Hi Stephane,
At 09:53 01-12-2013, Stephane Bortzmeyer wrote:
RFC 6761 does not say anything about that. Do note a TLD has already
been registered under RFC 6761, .local. Some people may say that, when
you are a big US company, just hijack the TLD, deploy the software,
and the IETF will ruberstamp you. But if you are just ordinary people
working to improve the Internet, you have no chance of even being
seriously considered.

Rubberstamping is only possible when people remain quiet. The easier path is to fix the proposal so that it looks like a technical specification.

Precedent? And .local, what was it?

I asked about .local (see http://www6.ietf.org/mail-archive/web/ietf/current/msg65346.html ). I did not receive any reponse.

Please note that .local has some history.

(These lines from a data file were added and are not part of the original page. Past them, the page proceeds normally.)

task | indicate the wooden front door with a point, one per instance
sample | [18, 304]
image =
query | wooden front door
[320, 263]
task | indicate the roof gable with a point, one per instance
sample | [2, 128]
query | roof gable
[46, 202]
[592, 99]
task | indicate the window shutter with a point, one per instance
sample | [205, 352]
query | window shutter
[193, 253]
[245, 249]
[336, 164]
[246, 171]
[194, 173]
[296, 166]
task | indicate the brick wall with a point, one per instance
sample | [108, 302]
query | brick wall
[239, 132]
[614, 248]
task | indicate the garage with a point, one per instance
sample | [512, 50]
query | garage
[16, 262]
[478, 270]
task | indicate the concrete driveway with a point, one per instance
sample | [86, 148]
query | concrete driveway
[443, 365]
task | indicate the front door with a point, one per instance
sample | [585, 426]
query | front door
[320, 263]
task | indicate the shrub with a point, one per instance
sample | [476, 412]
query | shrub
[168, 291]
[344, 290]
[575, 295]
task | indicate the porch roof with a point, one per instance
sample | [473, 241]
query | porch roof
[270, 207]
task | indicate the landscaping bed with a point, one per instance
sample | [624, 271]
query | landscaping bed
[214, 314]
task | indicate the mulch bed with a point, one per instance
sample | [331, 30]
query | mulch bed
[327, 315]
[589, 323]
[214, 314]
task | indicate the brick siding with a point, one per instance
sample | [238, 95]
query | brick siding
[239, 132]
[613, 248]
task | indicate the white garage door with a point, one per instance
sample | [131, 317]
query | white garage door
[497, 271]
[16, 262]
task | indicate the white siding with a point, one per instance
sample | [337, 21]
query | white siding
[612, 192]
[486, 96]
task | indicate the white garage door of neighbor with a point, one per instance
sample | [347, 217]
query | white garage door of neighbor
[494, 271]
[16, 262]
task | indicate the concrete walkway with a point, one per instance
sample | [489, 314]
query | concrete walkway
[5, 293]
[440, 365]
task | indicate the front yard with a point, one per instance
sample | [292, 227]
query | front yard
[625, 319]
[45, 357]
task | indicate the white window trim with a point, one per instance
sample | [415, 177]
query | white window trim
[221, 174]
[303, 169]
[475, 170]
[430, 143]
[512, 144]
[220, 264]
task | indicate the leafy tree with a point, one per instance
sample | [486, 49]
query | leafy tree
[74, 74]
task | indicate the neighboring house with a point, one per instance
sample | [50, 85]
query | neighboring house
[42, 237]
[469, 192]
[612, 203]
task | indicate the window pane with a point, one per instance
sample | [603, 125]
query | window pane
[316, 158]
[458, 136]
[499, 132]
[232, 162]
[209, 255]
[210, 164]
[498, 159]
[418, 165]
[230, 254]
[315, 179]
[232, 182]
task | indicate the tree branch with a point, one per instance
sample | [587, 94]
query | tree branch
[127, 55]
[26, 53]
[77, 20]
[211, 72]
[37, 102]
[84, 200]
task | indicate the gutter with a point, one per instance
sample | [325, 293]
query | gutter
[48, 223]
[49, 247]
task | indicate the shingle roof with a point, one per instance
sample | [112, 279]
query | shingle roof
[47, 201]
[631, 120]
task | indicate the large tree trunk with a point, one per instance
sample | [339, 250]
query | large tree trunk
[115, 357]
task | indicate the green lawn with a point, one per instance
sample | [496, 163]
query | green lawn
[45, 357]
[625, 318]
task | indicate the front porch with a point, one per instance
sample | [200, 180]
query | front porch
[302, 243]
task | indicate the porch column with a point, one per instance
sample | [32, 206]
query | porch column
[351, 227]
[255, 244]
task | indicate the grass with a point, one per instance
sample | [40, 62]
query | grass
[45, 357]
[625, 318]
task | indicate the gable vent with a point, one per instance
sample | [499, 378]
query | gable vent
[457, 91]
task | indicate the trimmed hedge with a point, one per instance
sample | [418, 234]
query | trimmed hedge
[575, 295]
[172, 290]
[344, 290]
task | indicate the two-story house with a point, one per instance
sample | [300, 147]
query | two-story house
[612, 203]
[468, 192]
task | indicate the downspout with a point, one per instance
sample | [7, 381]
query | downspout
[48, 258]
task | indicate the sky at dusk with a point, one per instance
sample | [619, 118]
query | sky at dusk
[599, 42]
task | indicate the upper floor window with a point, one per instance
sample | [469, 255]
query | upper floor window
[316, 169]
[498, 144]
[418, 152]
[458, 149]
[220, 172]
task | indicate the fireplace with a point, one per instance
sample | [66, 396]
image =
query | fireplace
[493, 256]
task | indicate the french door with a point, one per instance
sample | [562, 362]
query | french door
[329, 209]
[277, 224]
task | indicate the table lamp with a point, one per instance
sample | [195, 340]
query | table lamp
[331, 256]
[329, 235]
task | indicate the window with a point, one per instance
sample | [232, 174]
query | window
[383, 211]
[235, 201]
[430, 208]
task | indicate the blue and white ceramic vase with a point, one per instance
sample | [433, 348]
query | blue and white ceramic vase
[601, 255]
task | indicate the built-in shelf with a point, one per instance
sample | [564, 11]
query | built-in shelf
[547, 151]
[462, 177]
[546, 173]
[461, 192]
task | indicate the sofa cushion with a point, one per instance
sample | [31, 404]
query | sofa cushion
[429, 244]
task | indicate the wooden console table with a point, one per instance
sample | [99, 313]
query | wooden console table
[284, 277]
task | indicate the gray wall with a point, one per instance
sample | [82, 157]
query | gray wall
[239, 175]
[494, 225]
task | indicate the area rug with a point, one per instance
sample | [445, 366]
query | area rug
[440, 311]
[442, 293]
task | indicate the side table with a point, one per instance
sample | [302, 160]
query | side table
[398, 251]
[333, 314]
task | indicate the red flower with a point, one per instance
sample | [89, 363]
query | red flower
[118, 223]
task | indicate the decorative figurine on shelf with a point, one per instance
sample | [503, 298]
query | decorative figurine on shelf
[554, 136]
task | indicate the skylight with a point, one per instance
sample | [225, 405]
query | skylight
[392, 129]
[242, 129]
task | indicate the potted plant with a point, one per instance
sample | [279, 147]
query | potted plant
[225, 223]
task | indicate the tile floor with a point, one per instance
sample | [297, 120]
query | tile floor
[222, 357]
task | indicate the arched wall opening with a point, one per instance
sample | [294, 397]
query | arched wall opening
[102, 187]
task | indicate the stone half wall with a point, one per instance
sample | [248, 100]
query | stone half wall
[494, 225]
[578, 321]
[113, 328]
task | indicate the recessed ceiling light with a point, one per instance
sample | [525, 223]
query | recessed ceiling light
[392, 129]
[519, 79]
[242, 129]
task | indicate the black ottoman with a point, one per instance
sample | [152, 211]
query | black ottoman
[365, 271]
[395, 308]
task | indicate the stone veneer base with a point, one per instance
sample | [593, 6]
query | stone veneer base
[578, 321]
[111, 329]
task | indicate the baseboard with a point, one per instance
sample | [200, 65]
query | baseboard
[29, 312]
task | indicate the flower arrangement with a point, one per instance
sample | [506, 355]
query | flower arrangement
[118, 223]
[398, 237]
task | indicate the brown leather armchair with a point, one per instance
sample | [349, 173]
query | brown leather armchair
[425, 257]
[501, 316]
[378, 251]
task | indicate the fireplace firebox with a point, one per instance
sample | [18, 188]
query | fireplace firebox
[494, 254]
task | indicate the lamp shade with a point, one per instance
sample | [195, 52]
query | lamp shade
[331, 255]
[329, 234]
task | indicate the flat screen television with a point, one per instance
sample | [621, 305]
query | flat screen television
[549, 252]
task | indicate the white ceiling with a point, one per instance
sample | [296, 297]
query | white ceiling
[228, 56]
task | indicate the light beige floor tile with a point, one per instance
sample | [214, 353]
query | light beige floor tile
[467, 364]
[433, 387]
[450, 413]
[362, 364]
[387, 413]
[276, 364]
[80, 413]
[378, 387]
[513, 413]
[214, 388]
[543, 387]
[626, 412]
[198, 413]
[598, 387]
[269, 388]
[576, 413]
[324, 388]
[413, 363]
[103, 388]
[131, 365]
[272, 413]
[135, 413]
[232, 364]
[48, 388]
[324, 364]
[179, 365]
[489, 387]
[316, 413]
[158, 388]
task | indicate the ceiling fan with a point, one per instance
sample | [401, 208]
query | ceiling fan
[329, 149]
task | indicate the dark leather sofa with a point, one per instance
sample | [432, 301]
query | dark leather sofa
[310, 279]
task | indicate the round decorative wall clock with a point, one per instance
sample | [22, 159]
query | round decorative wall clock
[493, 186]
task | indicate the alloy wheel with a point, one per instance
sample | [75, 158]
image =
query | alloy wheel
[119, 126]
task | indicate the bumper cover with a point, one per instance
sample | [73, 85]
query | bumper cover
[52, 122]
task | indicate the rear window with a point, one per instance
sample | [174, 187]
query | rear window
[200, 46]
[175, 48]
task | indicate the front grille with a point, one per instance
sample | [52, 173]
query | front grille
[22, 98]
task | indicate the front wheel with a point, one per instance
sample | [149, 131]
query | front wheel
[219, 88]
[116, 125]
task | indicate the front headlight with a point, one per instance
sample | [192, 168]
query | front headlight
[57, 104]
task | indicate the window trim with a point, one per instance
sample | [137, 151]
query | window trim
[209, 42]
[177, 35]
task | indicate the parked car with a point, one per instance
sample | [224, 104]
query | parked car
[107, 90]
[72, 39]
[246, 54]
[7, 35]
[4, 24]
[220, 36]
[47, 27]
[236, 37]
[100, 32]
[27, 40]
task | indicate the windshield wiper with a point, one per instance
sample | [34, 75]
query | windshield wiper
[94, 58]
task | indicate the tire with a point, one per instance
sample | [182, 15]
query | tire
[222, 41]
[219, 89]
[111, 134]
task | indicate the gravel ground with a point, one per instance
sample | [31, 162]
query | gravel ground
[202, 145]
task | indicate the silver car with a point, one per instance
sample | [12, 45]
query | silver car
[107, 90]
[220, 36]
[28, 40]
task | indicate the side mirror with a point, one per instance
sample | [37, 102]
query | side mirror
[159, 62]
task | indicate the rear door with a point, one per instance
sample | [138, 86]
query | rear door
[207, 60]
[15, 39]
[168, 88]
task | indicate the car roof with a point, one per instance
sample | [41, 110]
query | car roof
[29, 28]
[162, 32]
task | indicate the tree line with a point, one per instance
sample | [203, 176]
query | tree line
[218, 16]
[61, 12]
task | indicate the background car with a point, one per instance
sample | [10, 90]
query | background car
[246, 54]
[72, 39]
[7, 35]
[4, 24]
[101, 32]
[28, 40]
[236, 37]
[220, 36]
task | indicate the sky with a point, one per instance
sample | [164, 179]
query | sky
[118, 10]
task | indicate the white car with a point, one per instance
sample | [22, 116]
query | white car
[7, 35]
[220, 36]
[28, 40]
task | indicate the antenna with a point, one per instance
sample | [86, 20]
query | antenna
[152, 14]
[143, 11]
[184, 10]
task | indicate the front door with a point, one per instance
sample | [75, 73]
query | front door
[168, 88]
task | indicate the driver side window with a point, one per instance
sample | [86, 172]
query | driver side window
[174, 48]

I would look at it as "do not use that string as it is unlikely that uniqueness can be ensured".

RFC 6761 "Hence, the act of defining such a special name creates a
higher-level protocol rule, above ICANN's management of allocable
names on the public Internet." So basically, RFC 6761 says that IETF
has the right to create TLD at will.

The IETF should have a good explanation for doing that. In my opinion the draft under discussion does not provide a good explanation.

At 07:40 02-12-2013, Olafur Gudmundsson wrote:
TLD live on the boundary of IETF and ICANN, we do not want to push that boundary but allowing RFC to allocate what ICANN charges big bucks for.

I agree with Olafur that it is not a good idea to push the boundary.